Written by: FFT Webmaster | April 25th, 2011
John Fithian, President and CEO of The National Association of Theatre Owners (NATO) outlined the present state of the movie industry circa 2011. Fithian quoted Hitchcock to kick off his remarks “For me, the cinema is not a slice of life but a piece of cake”. He added “it remains a great time to be in the cinema business”.
Global box office receipts have climbed 30% over five years to a record high 31.8 billion dollars in 2010, and domestic box office has climbed 15% to 10.6 billion. The rate of inflation, by comparison, rose only 8% during the past five years.
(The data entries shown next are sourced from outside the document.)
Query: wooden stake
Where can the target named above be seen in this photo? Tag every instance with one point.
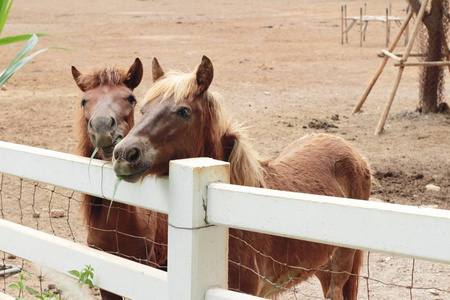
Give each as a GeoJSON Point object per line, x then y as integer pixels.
{"type": "Point", "coordinates": [382, 65]}
{"type": "Point", "coordinates": [407, 26]}
{"type": "Point", "coordinates": [389, 103]}
{"type": "Point", "coordinates": [387, 27]}
{"type": "Point", "coordinates": [342, 25]}
{"type": "Point", "coordinates": [360, 27]}
{"type": "Point", "coordinates": [423, 64]}
{"type": "Point", "coordinates": [345, 22]}
{"type": "Point", "coordinates": [400, 70]}
{"type": "Point", "coordinates": [391, 55]}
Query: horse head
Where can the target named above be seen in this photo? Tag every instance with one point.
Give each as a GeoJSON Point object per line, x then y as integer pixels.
{"type": "Point", "coordinates": [107, 106]}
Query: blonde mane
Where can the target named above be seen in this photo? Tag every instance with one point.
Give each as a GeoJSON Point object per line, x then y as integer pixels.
{"type": "Point", "coordinates": [174, 84]}
{"type": "Point", "coordinates": [245, 166]}
{"type": "Point", "coordinates": [103, 76]}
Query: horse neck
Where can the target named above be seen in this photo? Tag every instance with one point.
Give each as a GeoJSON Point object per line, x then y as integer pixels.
{"type": "Point", "coordinates": [229, 143]}
{"type": "Point", "coordinates": [84, 146]}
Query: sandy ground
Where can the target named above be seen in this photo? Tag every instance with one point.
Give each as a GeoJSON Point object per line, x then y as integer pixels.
{"type": "Point", "coordinates": [279, 66]}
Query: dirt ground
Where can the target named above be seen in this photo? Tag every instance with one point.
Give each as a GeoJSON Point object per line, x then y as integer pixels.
{"type": "Point", "coordinates": [280, 67]}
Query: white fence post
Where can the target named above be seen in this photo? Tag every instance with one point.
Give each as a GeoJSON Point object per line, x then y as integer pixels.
{"type": "Point", "coordinates": [198, 252]}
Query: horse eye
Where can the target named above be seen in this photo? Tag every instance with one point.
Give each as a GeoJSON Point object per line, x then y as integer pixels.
{"type": "Point", "coordinates": [131, 99]}
{"type": "Point", "coordinates": [184, 113]}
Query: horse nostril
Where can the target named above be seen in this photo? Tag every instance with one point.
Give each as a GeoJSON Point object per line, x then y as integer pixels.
{"type": "Point", "coordinates": [133, 155]}
{"type": "Point", "coordinates": [113, 123]}
{"type": "Point", "coordinates": [90, 126]}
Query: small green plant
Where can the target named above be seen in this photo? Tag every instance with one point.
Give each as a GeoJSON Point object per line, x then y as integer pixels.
{"type": "Point", "coordinates": [21, 58]}
{"type": "Point", "coordinates": [90, 161]}
{"type": "Point", "coordinates": [21, 286]}
{"type": "Point", "coordinates": [85, 276]}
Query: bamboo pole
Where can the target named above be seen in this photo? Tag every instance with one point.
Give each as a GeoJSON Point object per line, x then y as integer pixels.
{"type": "Point", "coordinates": [364, 30]}
{"type": "Point", "coordinates": [360, 27]}
{"type": "Point", "coordinates": [423, 64]}
{"type": "Point", "coordinates": [400, 70]}
{"type": "Point", "coordinates": [387, 27]}
{"type": "Point", "coordinates": [342, 25]}
{"type": "Point", "coordinates": [345, 23]}
{"type": "Point", "coordinates": [446, 52]}
{"type": "Point", "coordinates": [408, 9]}
{"type": "Point", "coordinates": [380, 54]}
{"type": "Point", "coordinates": [391, 55]}
{"type": "Point", "coordinates": [382, 65]}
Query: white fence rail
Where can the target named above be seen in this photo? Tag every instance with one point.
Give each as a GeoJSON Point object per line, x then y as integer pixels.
{"type": "Point", "coordinates": [194, 268]}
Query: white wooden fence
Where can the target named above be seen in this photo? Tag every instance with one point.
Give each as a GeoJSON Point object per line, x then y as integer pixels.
{"type": "Point", "coordinates": [201, 206]}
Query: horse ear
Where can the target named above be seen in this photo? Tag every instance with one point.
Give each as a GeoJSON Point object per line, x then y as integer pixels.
{"type": "Point", "coordinates": [157, 71]}
{"type": "Point", "coordinates": [76, 76]}
{"type": "Point", "coordinates": [134, 75]}
{"type": "Point", "coordinates": [205, 74]}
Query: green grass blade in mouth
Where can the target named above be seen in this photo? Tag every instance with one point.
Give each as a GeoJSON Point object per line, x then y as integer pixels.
{"type": "Point", "coordinates": [90, 161]}
{"type": "Point", "coordinates": [116, 185]}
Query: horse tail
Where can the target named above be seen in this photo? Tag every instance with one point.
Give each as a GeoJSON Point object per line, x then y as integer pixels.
{"type": "Point", "coordinates": [350, 289]}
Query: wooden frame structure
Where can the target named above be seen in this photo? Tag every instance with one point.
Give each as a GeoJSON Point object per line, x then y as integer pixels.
{"type": "Point", "coordinates": [401, 62]}
{"type": "Point", "coordinates": [363, 20]}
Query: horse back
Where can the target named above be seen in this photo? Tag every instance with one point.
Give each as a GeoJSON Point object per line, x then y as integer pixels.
{"type": "Point", "coordinates": [320, 164]}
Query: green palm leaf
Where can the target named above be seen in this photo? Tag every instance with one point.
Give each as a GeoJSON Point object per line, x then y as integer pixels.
{"type": "Point", "coordinates": [18, 38]}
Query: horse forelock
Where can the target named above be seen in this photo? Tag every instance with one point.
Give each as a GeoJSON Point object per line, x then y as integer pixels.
{"type": "Point", "coordinates": [173, 86]}
{"type": "Point", "coordinates": [110, 76]}
{"type": "Point", "coordinates": [245, 163]}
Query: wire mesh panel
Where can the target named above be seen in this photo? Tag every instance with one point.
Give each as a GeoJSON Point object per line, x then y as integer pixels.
{"type": "Point", "coordinates": [58, 212]}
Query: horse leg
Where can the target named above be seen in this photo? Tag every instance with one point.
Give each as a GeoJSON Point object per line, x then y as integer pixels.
{"type": "Point", "coordinates": [109, 296]}
{"type": "Point", "coordinates": [324, 277]}
{"type": "Point", "coordinates": [345, 265]}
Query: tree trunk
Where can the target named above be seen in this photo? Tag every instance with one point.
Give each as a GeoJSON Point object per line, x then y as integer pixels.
{"type": "Point", "coordinates": [431, 77]}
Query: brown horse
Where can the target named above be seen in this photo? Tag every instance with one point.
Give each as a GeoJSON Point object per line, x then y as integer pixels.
{"type": "Point", "coordinates": [182, 119]}
{"type": "Point", "coordinates": [107, 115]}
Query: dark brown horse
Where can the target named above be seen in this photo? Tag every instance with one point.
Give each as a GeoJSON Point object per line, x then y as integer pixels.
{"type": "Point", "coordinates": [182, 119]}
{"type": "Point", "coordinates": [105, 116]}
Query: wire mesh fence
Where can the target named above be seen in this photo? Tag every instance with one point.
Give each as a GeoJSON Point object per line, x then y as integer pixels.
{"type": "Point", "coordinates": [57, 211]}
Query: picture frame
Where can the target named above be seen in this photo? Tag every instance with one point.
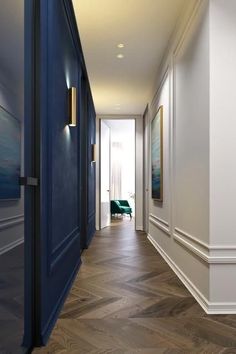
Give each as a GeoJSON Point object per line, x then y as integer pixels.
{"type": "Point", "coordinates": [157, 155]}
{"type": "Point", "coordinates": [10, 156]}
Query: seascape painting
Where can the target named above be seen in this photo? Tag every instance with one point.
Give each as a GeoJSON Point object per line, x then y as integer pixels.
{"type": "Point", "coordinates": [156, 155]}
{"type": "Point", "coordinates": [9, 156]}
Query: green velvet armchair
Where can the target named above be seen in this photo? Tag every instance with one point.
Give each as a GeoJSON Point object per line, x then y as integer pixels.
{"type": "Point", "coordinates": [121, 207]}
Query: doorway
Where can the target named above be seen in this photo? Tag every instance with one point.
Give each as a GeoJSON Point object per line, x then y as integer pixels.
{"type": "Point", "coordinates": [117, 170]}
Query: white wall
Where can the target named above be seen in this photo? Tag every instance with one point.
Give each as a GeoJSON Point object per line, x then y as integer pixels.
{"type": "Point", "coordinates": [193, 229]}
{"type": "Point", "coordinates": [179, 225]}
{"type": "Point", "coordinates": [12, 99]}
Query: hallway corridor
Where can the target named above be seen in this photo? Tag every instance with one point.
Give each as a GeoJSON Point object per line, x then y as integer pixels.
{"type": "Point", "coordinates": [126, 299]}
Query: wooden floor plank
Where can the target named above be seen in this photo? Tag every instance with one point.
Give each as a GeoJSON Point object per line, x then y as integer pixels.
{"type": "Point", "coordinates": [126, 300]}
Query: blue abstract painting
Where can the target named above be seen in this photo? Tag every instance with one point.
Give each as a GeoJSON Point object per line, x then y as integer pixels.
{"type": "Point", "coordinates": [9, 156]}
{"type": "Point", "coordinates": [156, 155]}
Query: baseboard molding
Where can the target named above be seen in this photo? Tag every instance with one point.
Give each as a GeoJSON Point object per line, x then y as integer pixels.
{"type": "Point", "coordinates": [11, 221]}
{"type": "Point", "coordinates": [161, 224]}
{"type": "Point", "coordinates": [209, 307]}
{"type": "Point", "coordinates": [11, 245]}
{"type": "Point", "coordinates": [46, 331]}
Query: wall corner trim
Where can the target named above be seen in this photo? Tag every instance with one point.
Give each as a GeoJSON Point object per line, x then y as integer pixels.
{"type": "Point", "coordinates": [210, 308]}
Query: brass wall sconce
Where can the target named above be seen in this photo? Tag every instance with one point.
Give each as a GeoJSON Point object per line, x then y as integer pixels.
{"type": "Point", "coordinates": [72, 94]}
{"type": "Point", "coordinates": [93, 158]}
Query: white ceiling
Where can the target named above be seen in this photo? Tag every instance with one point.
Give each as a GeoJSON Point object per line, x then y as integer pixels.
{"type": "Point", "coordinates": [122, 86]}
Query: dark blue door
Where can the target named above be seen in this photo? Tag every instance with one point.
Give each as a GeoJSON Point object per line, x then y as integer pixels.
{"type": "Point", "coordinates": [53, 216]}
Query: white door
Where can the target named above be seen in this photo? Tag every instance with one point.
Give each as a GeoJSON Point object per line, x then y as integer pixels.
{"type": "Point", "coordinates": [105, 215]}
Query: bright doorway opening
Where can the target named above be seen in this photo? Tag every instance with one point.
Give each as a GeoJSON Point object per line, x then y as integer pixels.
{"type": "Point", "coordinates": [117, 169]}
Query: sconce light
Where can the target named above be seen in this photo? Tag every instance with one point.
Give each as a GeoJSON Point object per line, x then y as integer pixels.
{"type": "Point", "coordinates": [93, 159]}
{"type": "Point", "coordinates": [72, 106]}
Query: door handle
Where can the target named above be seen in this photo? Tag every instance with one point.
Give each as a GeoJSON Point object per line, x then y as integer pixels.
{"type": "Point", "coordinates": [29, 181]}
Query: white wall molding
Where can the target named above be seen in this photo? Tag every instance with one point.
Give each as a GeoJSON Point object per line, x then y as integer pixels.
{"type": "Point", "coordinates": [160, 223]}
{"type": "Point", "coordinates": [187, 282]}
{"type": "Point", "coordinates": [11, 221]}
{"type": "Point", "coordinates": [212, 254]}
{"type": "Point", "coordinates": [208, 306]}
{"type": "Point", "coordinates": [11, 245]}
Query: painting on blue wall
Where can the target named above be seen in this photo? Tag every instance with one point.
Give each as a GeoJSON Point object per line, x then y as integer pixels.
{"type": "Point", "coordinates": [156, 155]}
{"type": "Point", "coordinates": [9, 155]}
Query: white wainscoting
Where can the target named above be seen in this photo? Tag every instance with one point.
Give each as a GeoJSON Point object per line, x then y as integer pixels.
{"type": "Point", "coordinates": [208, 307]}
{"type": "Point", "coordinates": [11, 222]}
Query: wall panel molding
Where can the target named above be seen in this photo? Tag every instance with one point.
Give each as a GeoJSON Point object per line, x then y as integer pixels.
{"type": "Point", "coordinates": [160, 224]}
{"type": "Point", "coordinates": [11, 245]}
{"type": "Point", "coordinates": [208, 306]}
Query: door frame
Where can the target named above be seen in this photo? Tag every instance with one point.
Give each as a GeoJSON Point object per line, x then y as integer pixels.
{"type": "Point", "coordinates": [139, 177]}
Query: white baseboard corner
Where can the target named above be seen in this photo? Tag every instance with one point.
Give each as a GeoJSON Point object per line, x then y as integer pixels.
{"type": "Point", "coordinates": [211, 308]}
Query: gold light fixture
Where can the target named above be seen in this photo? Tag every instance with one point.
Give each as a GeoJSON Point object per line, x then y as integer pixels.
{"type": "Point", "coordinates": [93, 158]}
{"type": "Point", "coordinates": [72, 93]}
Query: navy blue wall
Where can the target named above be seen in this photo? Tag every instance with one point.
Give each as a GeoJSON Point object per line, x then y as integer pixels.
{"type": "Point", "coordinates": [65, 204]}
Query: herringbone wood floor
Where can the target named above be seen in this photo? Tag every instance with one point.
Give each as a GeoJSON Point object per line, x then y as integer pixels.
{"type": "Point", "coordinates": [126, 299]}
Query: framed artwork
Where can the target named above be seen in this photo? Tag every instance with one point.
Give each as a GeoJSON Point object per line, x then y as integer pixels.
{"type": "Point", "coordinates": [157, 155]}
{"type": "Point", "coordinates": [10, 155]}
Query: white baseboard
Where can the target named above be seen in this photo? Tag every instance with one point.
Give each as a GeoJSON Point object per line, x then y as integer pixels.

Compare that to other segments of the entertainment industry, such as home video, where sales have declined by 13% over the past five years.
But Fithian added “the first quarter of 2011 has been difficult. But that is a function of the movies in the market. Beginning in May, we expect those comps to improve substantially.” And the strength of the product exhibited during the week at CinemaCon (“Thor”, “Puss n’Boots”, “Conan the Barbarian”, “Hangover 2”etc.) looked impressive.
The digital revolution has exploded since a year ago. In the United States nearly 16,000 digital screens out of a total of 39,000. Almost 9,000 of those digital screens are equipped to project in 3D with thousands more to be added this year.
There are 34 3D movies scheduled in 2011 compared to 25 last year. And 3D grosses are driving the box office. In 2010, 3D grosses constituted 21% of total sales, double the number in 2009.
Finally, the demographics bode well for the future. Two population trends in the USA point toward sustained growth. First, the fastest growing part of our population, Hispanics, are the most avid movie-goers. There are 50 million Hispanics in the country today and they visit the theater nearly twice as often as other ethnicities. Also, the strong general birth rate in the USA means more young people who go to the movies a lot. Also the older segment of the population over 60 yrs, bought 11% of the movie tickets, compared to 3% in 1975.
Before I end this brief report I would be remiss if I did not mention the international marketplace> Box office last year outside the USA and Canada exceeded 20 billion dollars for the first time, and accounted for an amazing 67% of total global box office. The regions of Latin America and Asia/Pacific each grew by more than 20% in a single year. Those are numbers are stellar.